🤖 AI Summary
Existing time-series foundation models (TSFMs) predominantly adopt unimodal architectures, limiting their ability to leverage ubiquitous multimodal contextual signals—such as visual and textual data—in real-world forecasting scenarios. To address this, we propose the first unified tri-modal (time series + image + text) prompt learning framework for time-series forecasting. Our approach freezes pre-trained TSFMs alongside off-the-shelf vision and language encoders, and introduces modality-specific embeddings coupled with parameter-efficient soft prompt tuning to enable cross-modal collaborative modeling and joint inference. By preserving the generalization capability of frozen foundation models while substantially enhancing inter-modal interaction, our method achieves state-of-the-art performance across multiple mainstream time-series forecasting benchmarks. Crucially, it provides the first systematic empirical validation that multimodal contextual information significantly improves forecasting accuracy.
📝 Abstract
Time series forecasting is a foundational task across domains, such as finance, healthcare, and environmental monitoring. While recent advances in Time Series Foundation Models (TSFMs) have demonstrated strong generalisation through large-scale pretraining, existing models operate predominantly in a unimodal setting, ignoring the rich multimodal context, such as visual and textual signals, that often accompanies time series data in real-world scenarios. This paper introduces a novel parameter-efficient multimodal framework, UniCast, that extends TSFMs to jointly leverage time series, vision, and text modalities for enhanced forecasting performance.
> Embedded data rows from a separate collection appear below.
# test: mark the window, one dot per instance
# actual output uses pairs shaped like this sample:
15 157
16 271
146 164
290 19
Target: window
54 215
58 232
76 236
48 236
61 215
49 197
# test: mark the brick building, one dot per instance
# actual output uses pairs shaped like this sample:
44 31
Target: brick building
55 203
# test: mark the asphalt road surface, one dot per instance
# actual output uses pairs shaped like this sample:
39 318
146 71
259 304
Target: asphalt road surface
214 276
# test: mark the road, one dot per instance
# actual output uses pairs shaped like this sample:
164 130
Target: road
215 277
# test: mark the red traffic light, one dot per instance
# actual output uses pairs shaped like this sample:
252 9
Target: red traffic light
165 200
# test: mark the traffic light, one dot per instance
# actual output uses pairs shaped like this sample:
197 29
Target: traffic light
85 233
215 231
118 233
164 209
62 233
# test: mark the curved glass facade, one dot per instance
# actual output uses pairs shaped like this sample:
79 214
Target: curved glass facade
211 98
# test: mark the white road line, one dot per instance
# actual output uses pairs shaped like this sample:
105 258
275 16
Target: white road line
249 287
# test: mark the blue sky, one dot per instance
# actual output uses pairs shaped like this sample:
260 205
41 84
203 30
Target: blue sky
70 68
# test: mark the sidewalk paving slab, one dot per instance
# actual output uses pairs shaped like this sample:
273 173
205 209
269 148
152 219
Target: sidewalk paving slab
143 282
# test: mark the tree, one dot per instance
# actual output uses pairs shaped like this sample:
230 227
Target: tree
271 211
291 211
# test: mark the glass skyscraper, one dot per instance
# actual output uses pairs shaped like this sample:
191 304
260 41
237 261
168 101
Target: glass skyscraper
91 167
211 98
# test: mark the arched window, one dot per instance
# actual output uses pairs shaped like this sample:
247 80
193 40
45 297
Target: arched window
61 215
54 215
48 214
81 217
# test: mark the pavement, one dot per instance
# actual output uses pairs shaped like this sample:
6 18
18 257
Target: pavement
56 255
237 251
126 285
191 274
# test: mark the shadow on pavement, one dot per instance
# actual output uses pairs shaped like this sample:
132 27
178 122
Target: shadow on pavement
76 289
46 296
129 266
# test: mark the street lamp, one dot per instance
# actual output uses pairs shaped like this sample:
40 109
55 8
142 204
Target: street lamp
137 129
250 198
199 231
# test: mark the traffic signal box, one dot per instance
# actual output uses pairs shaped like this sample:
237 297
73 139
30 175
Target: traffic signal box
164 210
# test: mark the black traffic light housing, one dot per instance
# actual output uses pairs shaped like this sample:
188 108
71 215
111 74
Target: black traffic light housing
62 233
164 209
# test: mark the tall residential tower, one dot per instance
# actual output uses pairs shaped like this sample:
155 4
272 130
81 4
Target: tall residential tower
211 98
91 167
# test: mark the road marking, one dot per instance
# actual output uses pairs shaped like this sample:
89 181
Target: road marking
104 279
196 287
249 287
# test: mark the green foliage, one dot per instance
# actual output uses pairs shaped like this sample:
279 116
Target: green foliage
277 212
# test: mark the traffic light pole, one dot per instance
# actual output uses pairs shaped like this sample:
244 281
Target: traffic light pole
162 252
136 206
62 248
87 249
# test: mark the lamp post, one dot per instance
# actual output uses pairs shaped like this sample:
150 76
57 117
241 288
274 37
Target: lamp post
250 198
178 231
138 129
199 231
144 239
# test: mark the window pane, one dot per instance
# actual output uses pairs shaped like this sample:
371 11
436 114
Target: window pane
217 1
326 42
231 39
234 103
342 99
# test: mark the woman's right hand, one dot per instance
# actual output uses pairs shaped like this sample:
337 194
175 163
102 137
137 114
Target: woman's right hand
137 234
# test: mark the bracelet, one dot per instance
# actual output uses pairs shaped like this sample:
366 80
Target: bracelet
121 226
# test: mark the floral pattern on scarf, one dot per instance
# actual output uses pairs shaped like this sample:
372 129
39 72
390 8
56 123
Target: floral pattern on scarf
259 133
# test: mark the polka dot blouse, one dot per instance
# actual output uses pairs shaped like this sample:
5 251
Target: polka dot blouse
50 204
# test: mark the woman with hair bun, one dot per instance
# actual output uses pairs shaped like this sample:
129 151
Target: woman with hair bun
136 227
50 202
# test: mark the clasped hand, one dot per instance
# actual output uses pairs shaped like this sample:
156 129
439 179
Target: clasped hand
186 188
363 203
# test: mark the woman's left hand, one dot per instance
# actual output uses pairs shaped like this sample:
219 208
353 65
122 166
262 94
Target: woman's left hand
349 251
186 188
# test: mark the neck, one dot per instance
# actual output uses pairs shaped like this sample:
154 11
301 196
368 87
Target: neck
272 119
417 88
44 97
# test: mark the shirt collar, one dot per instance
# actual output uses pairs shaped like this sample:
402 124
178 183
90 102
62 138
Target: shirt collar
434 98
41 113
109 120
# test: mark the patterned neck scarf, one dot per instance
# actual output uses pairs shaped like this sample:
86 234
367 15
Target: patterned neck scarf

Our method integrates modality-specific embeddings from pretrained Vision and Text Encoders with a frozen TSFM via soft prompt tuning, enabling efficient adaptation with minimal parameter updates. This design not only preserves the generalisation strength of the foundation model but also enables effective cross-modal interaction. Extensive experiments across diverse time-series forecasting benchmarks demonstrate that UniCast consistently and significantly outperforms all existing TSFM baselines. The findings highlight the critical role of multimodal context in advancing the next generation of general-purpose time series forecasters.